# Superman/Doomsday: Trailer



## Lord Snow (Jul 9, 2007)

The Trailer for Superman/Doomsday has come out:





What do you guys think?


----------



## Naruto Sensei (Jul 9, 2007)

That movie looks sweet.


----------



## Freiza (Jul 9, 2007)

wow, that movie looks way awesome. i cant wait for it to come out...ima collecting all the comic movies for mah archives...yup yup


----------



## MF NaruSimpson (Jul 10, 2007)

lame, i thought it was the trailer for live action movie


----------



## Captain Gir (Jul 10, 2007)

and to think...i thought it was a sequal to superman returns.....


but its not =[


----------



## Zhealot (Jul 10, 2007)

LoL on the voice, soo american and the catch frase in the end: "Own it today"


----------



## carnage (Jul 13, 2007)

Only an hour and ten minutes for like a 400 something pages book?? Wow sounds like its going to leave a lot of stuff out from the comics.


----------



## Graham Aker (Jul 13, 2007)

carnage said:


> Only an hour and ten minutes for like a 400 something pages book?? Wow sounds like its going to leave a lot of stuff out from the comics.

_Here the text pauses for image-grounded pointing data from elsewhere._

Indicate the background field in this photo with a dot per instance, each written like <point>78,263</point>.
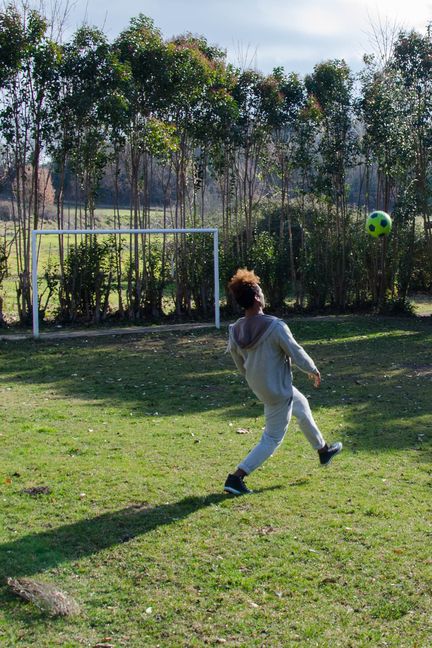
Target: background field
<point>134,436</point>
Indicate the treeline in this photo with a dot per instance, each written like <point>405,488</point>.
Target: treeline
<point>293,164</point>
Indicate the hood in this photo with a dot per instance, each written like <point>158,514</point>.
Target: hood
<point>249,331</point>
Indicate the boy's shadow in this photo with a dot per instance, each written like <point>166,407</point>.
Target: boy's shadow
<point>37,552</point>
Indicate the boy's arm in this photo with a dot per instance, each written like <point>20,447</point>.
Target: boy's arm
<point>236,356</point>
<point>238,359</point>
<point>293,350</point>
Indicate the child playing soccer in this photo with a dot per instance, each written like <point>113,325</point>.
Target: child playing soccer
<point>263,348</point>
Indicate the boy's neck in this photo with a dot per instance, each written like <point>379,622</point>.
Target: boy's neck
<point>256,309</point>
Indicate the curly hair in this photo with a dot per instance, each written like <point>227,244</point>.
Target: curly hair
<point>244,287</point>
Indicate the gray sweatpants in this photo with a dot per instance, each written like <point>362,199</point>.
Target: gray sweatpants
<point>277,418</point>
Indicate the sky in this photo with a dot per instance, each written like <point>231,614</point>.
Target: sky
<point>263,34</point>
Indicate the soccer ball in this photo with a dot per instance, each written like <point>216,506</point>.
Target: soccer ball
<point>378,224</point>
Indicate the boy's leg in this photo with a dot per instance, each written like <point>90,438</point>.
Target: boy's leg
<point>277,418</point>
<point>307,425</point>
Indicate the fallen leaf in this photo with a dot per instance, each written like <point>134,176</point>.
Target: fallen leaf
<point>37,490</point>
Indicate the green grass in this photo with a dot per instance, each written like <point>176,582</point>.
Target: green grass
<point>134,437</point>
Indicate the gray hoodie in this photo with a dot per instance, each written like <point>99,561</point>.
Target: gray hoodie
<point>262,347</point>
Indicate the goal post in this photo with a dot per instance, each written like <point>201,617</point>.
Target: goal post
<point>192,230</point>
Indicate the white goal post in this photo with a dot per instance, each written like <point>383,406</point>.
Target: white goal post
<point>203,230</point>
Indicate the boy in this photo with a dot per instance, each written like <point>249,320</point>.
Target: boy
<point>262,348</point>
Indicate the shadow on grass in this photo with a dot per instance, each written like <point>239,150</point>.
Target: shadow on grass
<point>37,552</point>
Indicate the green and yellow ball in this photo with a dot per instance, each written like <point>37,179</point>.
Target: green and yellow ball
<point>378,224</point>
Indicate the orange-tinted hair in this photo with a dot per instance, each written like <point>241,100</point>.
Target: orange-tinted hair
<point>244,286</point>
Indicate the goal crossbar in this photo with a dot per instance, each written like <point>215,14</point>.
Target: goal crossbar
<point>191,230</point>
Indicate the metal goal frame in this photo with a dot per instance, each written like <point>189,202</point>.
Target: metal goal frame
<point>191,230</point>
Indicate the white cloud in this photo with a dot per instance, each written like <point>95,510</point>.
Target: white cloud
<point>294,33</point>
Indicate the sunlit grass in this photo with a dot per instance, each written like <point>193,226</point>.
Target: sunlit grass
<point>134,437</point>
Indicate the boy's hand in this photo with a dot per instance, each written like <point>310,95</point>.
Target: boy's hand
<point>316,378</point>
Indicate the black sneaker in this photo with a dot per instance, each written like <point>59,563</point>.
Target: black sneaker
<point>236,486</point>
<point>331,451</point>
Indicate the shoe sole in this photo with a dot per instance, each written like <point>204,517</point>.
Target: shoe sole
<point>332,457</point>
<point>233,491</point>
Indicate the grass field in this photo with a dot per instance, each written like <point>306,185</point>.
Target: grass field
<point>133,437</point>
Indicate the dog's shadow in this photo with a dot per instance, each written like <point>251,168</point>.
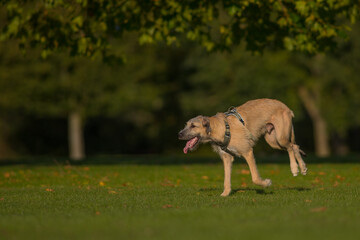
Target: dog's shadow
<point>257,190</point>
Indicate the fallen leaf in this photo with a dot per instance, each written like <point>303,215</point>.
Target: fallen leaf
<point>167,206</point>
<point>245,172</point>
<point>319,209</point>
<point>341,178</point>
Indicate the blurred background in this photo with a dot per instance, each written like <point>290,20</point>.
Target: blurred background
<point>77,107</point>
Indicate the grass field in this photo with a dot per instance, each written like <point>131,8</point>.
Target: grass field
<point>145,199</point>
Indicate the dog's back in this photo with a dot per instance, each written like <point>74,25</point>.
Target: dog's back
<point>257,113</point>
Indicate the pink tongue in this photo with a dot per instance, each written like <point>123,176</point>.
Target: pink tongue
<point>190,144</point>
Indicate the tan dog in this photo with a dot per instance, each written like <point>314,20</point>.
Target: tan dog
<point>261,117</point>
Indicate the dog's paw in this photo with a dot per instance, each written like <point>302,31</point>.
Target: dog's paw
<point>225,193</point>
<point>267,182</point>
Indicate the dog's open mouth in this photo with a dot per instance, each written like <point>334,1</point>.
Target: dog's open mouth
<point>191,144</point>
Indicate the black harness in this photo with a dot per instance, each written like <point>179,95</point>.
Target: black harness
<point>227,136</point>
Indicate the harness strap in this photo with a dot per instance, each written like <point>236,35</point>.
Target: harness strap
<point>227,136</point>
<point>232,111</point>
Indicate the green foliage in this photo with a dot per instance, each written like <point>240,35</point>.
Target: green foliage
<point>85,27</point>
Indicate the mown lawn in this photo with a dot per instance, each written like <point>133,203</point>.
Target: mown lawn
<point>178,201</point>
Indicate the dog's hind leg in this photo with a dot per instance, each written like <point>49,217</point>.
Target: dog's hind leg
<point>250,159</point>
<point>296,150</point>
<point>286,139</point>
<point>270,138</point>
<point>227,160</point>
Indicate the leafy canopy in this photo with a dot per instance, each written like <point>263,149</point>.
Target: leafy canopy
<point>84,27</point>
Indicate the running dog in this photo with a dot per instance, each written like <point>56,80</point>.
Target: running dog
<point>235,133</point>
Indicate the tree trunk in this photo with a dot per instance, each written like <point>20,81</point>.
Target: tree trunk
<point>76,136</point>
<point>321,137</point>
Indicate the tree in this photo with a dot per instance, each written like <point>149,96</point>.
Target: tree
<point>85,27</point>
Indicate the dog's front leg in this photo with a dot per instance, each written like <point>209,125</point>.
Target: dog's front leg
<point>227,160</point>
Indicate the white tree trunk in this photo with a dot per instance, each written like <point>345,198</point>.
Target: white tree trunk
<point>322,144</point>
<point>76,136</point>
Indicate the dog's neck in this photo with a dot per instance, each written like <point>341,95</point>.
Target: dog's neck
<point>217,126</point>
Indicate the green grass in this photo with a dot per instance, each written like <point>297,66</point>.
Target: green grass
<point>180,201</point>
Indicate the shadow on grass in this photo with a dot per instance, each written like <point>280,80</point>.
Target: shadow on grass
<point>167,160</point>
<point>257,190</point>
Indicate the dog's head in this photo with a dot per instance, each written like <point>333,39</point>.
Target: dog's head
<point>196,130</point>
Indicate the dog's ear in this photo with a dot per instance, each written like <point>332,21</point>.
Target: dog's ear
<point>206,124</point>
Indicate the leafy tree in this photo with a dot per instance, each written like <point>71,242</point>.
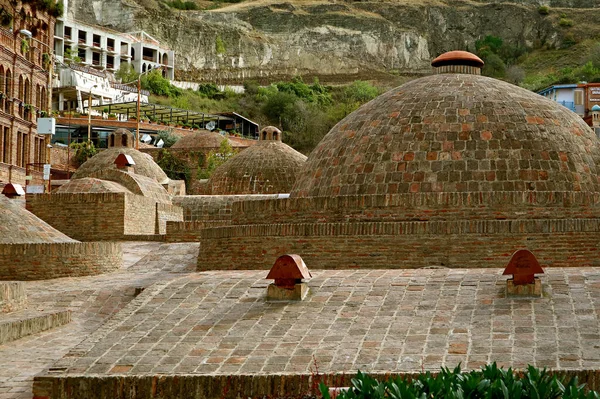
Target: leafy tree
<point>167,137</point>
<point>83,151</point>
<point>216,159</point>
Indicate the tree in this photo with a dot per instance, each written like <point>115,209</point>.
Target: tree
<point>126,73</point>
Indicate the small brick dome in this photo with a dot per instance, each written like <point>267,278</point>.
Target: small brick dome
<point>454,133</point>
<point>144,164</point>
<point>267,167</point>
<point>203,139</point>
<point>91,185</point>
<point>19,226</point>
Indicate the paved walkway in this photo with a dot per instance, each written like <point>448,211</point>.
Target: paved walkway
<point>93,300</point>
<point>219,323</point>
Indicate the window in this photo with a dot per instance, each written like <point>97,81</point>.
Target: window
<point>578,97</point>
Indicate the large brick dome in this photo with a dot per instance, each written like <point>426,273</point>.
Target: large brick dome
<point>266,167</point>
<point>144,164</point>
<point>454,133</point>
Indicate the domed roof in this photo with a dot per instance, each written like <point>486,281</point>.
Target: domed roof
<point>266,167</point>
<point>144,164</point>
<point>454,133</point>
<point>457,57</point>
<point>203,139</point>
<point>91,185</point>
<point>19,226</point>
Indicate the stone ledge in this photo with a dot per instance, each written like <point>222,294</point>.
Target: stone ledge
<point>22,324</point>
<point>216,386</point>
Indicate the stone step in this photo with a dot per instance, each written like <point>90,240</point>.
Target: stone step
<point>27,322</point>
<point>12,296</point>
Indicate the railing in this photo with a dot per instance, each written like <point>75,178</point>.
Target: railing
<point>6,38</point>
<point>568,104</point>
<point>131,89</point>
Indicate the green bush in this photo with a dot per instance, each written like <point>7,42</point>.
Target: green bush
<point>83,151</point>
<point>489,382</point>
<point>183,5</point>
<point>565,22</point>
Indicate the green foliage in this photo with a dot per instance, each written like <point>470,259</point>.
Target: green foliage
<point>167,137</point>
<point>219,45</point>
<point>489,382</point>
<point>174,167</point>
<point>126,73</point>
<point>182,5</point>
<point>71,54</point>
<point>156,84</point>
<point>215,159</point>
<point>83,151</point>
<point>210,90</point>
<point>565,22</point>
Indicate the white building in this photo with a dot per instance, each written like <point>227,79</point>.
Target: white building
<point>106,49</point>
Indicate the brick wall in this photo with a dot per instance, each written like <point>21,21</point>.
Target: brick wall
<point>219,386</point>
<point>47,261</point>
<point>421,206</point>
<point>12,296</point>
<point>84,217</point>
<point>165,213</point>
<point>469,244</point>
<point>189,231</point>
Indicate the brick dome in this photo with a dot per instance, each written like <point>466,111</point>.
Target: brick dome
<point>91,185</point>
<point>144,164</point>
<point>266,167</point>
<point>203,139</point>
<point>454,133</point>
<point>19,226</point>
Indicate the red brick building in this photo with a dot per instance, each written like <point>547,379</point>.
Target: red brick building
<point>25,84</point>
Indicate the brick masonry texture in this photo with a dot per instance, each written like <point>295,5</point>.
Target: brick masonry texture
<point>55,260</point>
<point>104,216</point>
<point>13,328</point>
<point>454,133</point>
<point>214,335</point>
<point>144,164</point>
<point>401,245</point>
<point>12,296</point>
<point>17,226</point>
<point>268,167</point>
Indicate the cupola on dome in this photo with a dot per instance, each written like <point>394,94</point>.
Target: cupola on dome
<point>454,133</point>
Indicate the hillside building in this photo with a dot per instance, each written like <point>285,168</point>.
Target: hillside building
<point>25,88</point>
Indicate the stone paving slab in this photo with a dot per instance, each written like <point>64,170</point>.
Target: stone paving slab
<point>218,323</point>
<point>92,300</point>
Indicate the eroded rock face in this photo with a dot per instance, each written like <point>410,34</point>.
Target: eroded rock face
<point>357,39</point>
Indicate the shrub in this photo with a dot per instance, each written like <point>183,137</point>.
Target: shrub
<point>565,22</point>
<point>489,382</point>
<point>83,151</point>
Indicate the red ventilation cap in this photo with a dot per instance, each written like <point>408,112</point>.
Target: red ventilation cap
<point>523,266</point>
<point>124,160</point>
<point>457,57</point>
<point>288,270</point>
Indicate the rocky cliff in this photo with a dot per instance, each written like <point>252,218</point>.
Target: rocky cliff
<point>333,40</point>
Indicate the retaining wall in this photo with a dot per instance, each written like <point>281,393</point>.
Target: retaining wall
<point>379,245</point>
<point>48,261</point>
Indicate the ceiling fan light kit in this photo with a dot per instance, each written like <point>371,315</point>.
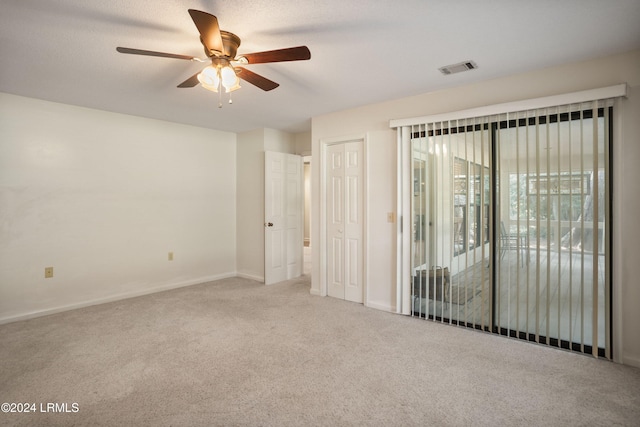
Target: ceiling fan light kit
<point>226,68</point>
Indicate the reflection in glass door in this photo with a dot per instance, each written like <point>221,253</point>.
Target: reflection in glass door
<point>451,276</point>
<point>510,225</point>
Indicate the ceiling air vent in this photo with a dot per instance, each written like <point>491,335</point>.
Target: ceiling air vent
<point>458,68</point>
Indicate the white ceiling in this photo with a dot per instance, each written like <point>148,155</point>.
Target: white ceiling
<point>362,51</point>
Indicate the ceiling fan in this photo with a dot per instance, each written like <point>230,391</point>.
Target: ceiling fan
<point>226,68</point>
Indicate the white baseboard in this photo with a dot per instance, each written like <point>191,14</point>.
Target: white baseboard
<point>250,276</point>
<point>383,307</point>
<point>631,361</point>
<point>111,298</point>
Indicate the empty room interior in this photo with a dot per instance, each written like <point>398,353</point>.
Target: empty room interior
<point>320,213</point>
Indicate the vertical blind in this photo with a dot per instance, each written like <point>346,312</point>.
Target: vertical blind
<point>509,223</point>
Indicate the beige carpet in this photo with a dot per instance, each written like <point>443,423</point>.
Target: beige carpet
<point>237,353</point>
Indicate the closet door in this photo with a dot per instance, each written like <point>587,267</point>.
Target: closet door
<point>344,173</point>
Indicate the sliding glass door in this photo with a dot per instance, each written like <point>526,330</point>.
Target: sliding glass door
<point>510,224</point>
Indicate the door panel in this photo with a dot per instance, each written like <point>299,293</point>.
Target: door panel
<point>284,214</point>
<point>345,221</point>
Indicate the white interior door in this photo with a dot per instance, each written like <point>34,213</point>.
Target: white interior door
<point>284,216</point>
<point>344,171</point>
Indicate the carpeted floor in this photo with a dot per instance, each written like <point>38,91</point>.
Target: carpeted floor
<point>237,353</point>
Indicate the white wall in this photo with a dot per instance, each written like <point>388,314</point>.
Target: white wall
<point>250,204</point>
<point>103,198</point>
<point>381,166</point>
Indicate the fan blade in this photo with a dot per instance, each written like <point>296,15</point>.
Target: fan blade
<point>256,79</point>
<point>207,25</point>
<point>300,53</point>
<point>191,81</point>
<point>153,53</point>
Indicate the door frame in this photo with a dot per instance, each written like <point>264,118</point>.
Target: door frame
<point>322,247</point>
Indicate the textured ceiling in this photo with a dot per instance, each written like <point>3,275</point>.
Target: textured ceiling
<point>363,51</point>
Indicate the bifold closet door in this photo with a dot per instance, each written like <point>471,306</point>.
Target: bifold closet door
<point>344,186</point>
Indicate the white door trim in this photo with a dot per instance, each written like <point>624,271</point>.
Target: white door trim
<point>324,143</point>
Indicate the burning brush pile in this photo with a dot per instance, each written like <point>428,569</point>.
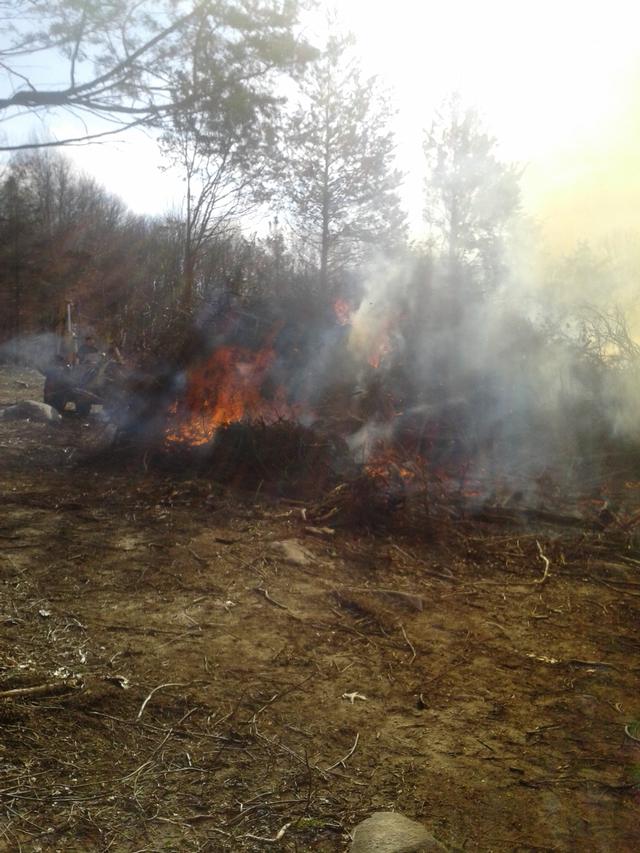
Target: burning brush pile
<point>381,414</point>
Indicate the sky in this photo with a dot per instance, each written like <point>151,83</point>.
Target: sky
<point>558,84</point>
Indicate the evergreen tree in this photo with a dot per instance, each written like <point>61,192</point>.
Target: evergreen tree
<point>471,196</point>
<point>338,180</point>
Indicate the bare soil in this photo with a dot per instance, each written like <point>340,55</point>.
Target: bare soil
<point>200,687</point>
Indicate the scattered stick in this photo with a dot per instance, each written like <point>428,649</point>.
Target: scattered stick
<point>52,688</point>
<point>345,757</point>
<point>265,593</point>
<point>629,735</point>
<point>277,837</point>
<point>410,644</point>
<point>546,562</point>
<point>155,690</point>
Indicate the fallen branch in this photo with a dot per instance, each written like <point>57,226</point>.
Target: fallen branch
<point>265,593</point>
<point>410,644</point>
<point>547,563</point>
<point>345,757</point>
<point>629,735</point>
<point>278,836</point>
<point>155,690</point>
<point>51,688</point>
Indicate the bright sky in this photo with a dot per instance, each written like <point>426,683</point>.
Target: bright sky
<point>558,82</point>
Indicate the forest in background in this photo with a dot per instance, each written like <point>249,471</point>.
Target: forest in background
<point>264,127</point>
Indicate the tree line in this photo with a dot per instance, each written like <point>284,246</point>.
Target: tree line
<point>255,119</point>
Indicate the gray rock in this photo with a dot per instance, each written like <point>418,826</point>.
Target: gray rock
<point>292,551</point>
<point>31,410</point>
<point>390,832</point>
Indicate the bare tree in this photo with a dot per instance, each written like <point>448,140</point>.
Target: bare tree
<point>124,61</point>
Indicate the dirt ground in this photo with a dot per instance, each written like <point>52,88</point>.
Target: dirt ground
<point>206,688</point>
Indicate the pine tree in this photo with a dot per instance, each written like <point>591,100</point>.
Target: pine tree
<point>470,197</point>
<point>339,181</point>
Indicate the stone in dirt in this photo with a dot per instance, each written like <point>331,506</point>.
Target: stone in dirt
<point>390,832</point>
<point>31,410</point>
<point>293,552</point>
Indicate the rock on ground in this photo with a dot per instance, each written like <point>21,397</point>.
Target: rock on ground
<point>33,411</point>
<point>390,832</point>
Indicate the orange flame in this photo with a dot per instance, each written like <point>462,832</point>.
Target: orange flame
<point>229,387</point>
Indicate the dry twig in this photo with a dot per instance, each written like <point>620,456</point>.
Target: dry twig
<point>345,757</point>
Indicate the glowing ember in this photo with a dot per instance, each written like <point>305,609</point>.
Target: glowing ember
<point>343,312</point>
<point>233,385</point>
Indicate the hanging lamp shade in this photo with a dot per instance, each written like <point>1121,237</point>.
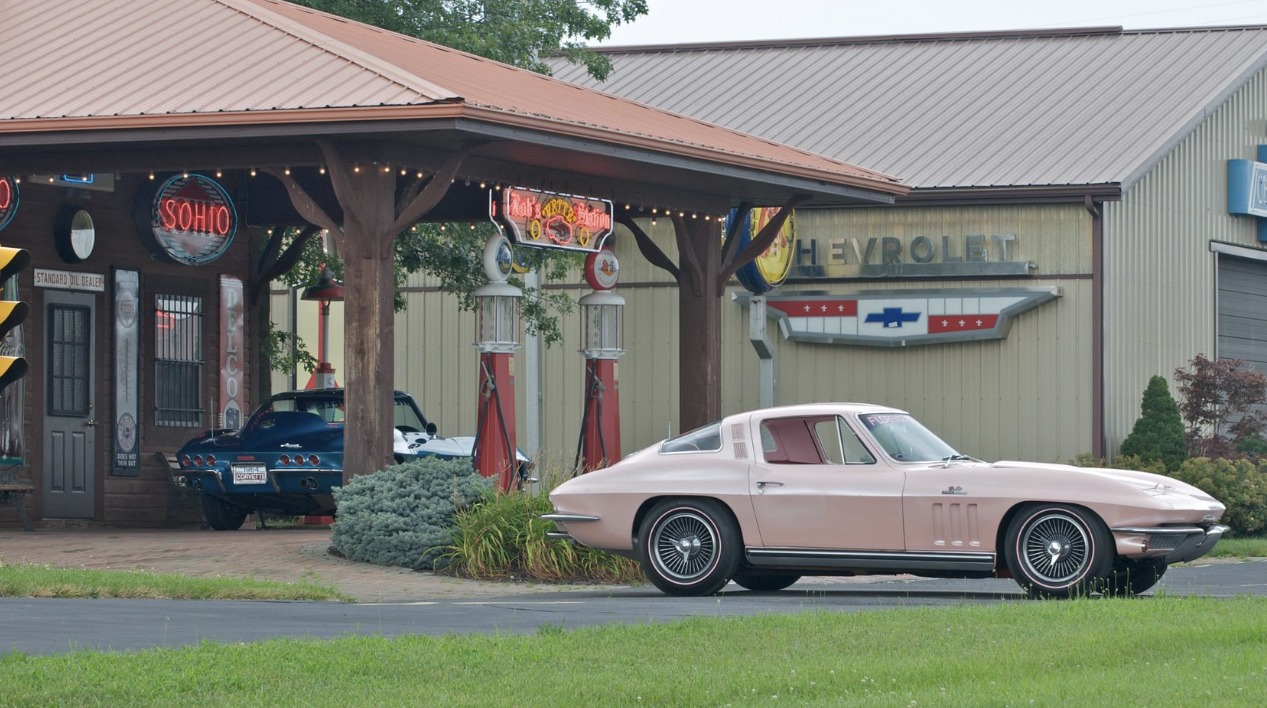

well there is no Justice League(Booster, Ice etc..)
no Superboy(because of licensing or something) and I think theres no Cyborg Superman, or was it Eradicator... Steel?

anyway, it looks good, though I'd rather they did another season of JLU... damn it I want to know what happened to Lex and Darkseid!

cant wait for the New Frontier though, which will be a couple of months after this one.


----------



## Booster Beetle (Jul 14, 2007)

Bah, I say skip it and go directly to _New Frontier_.


----------



## Dimezanime88 (Jul 14, 2007)

Weird. It's the same animation company that did the animated series, but Superman, Lex, and Louis have like total new face appearances.


----------



## C_Akutabi (Jul 14, 2007)

Watching Superman and Doomsday beat the crap out of each other. What's not to like?

This battle is what I'm most looking forward to with the new live-action movies. hopefully they don't screw it up like what they did with Venom


----------



## Graham Aker (Jul 14, 2007)

Dimezanime18 said:


> Weird. It's the same animation company that did the animated series, but Superman, Lex, and Louis have like total new face appearances.


its not part of the animated series' continuity...


----------



## Robotkiller (Jul 14, 2007)

Aren't they doing a similar straight-to-DVD original movie with the teen titans? Just like this movie it's also is supposed to follow the comic book continuity rather than the animated cartoon.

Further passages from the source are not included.